Classical Music Video

I'm not dead yet. In fact, quite the opposite. It was a rather productive summer, though not one when I wrote much. Instead I concentrated on recording. If you're familiar with my Studies and Inventions you'll know that they aren't studies in the traditional "if you do this you will learn to play better" sense, but rather more in the "I'm playing around sketching stuff with new techniques" sense that visual artists might use.

The first piece, Study No. 8: "Scherzo," plays with a heavy front loaded double dotted rhythm in the Russian style and some "black key/white key" games in something of the manner of early Stravinsky, which is to say the left hand and right hand aren't always in the same key precisely.
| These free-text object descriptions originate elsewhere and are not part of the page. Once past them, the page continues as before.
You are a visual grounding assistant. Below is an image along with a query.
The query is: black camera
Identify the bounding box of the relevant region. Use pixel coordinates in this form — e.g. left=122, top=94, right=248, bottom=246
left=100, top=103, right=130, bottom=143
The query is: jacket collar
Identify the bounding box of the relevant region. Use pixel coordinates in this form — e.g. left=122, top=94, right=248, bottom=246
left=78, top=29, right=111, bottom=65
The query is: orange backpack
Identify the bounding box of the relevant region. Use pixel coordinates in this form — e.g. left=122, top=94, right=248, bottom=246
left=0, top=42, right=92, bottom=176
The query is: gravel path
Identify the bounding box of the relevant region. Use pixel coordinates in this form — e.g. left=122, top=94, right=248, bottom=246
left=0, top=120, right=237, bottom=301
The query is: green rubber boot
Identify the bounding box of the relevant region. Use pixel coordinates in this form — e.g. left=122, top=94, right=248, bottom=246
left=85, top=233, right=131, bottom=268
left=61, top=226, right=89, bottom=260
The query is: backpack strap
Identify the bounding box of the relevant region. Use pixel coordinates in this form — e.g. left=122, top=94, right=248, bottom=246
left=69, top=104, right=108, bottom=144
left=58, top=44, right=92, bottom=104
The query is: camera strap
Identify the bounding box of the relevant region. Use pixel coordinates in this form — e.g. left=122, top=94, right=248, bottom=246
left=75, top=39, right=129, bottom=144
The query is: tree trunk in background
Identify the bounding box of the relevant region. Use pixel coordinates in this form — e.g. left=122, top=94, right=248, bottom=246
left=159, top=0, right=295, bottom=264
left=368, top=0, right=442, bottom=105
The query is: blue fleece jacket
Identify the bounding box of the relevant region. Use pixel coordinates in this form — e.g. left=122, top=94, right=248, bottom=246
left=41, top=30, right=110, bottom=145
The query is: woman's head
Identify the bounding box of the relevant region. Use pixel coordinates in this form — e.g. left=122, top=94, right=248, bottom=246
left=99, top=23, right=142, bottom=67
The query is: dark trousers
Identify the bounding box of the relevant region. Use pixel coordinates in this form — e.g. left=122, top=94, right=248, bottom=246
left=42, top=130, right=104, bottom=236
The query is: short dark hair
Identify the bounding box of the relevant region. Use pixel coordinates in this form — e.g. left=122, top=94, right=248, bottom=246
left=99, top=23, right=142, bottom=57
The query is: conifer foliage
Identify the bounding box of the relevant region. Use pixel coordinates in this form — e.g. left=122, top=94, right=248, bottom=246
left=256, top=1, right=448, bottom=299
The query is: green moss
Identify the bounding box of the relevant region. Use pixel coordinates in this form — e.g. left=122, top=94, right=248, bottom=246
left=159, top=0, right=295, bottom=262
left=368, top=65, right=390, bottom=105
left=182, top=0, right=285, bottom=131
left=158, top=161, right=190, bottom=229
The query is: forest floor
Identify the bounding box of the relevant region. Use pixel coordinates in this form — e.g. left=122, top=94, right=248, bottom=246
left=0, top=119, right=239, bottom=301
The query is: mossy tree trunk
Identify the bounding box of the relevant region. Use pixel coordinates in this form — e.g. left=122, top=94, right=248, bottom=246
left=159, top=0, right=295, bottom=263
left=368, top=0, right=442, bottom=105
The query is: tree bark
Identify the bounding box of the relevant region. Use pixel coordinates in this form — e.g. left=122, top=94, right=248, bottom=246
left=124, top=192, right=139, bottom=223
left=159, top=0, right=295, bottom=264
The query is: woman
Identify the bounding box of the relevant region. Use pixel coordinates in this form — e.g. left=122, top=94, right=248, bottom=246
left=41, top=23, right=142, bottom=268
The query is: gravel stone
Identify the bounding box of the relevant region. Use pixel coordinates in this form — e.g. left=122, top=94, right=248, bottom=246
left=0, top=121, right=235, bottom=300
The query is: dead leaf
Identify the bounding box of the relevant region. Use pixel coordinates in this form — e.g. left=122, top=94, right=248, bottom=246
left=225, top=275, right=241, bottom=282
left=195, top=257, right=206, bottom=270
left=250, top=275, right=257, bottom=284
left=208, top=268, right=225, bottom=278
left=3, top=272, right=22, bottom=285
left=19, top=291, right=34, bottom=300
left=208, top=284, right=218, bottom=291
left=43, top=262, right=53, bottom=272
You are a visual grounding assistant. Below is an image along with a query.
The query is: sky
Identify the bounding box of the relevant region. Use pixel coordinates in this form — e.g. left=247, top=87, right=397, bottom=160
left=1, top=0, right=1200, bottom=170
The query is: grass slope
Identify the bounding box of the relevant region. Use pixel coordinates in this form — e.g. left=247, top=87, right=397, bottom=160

Stravinsky sometimes called such pieces "scherzi" or jokes, so I've taken that title.

Next is Study No. 9: "French Moment." This one is a little more straightforward. It's mostly an experiment in modality, dancing between the Phrygian and Aeolian flavors of e. (Mostly settling on the former.)

At this point I started to get a bit more daring with my video production. (Marginally.) For the next piece, Study 10: "Something Jazzy," I decided to use that distinctly American style of splashy signage which is roughly coaeval with the music I wished to evoke.

I should, perhaps, confess that I actually shot this next video before the one above. But it is a much more complex and ambitious experiment. It accompanies a piece called Study 13: "Slate Grey Skies," to which end I felt obliged to play with light in more complicated ways. It doesn't precisely tell a story, but I hope it evokes a strong mood. I have particular adjectives in mind, but I will leave it to you, dear listener, to name them.

Lastly I wrap up with a simple but playful piece called Study 14: "Syncopated Rhythm." It's quite short, so there aren't any fancy cinema tricks here. Just a pianist. In a hat.


I did also record a few pieces by other composers. Since I, of course, play other people. Several of them can be found on the youtube channel. Along with other sorts of endeavors entirely. But I will wrap up there for now. Thank you for following along.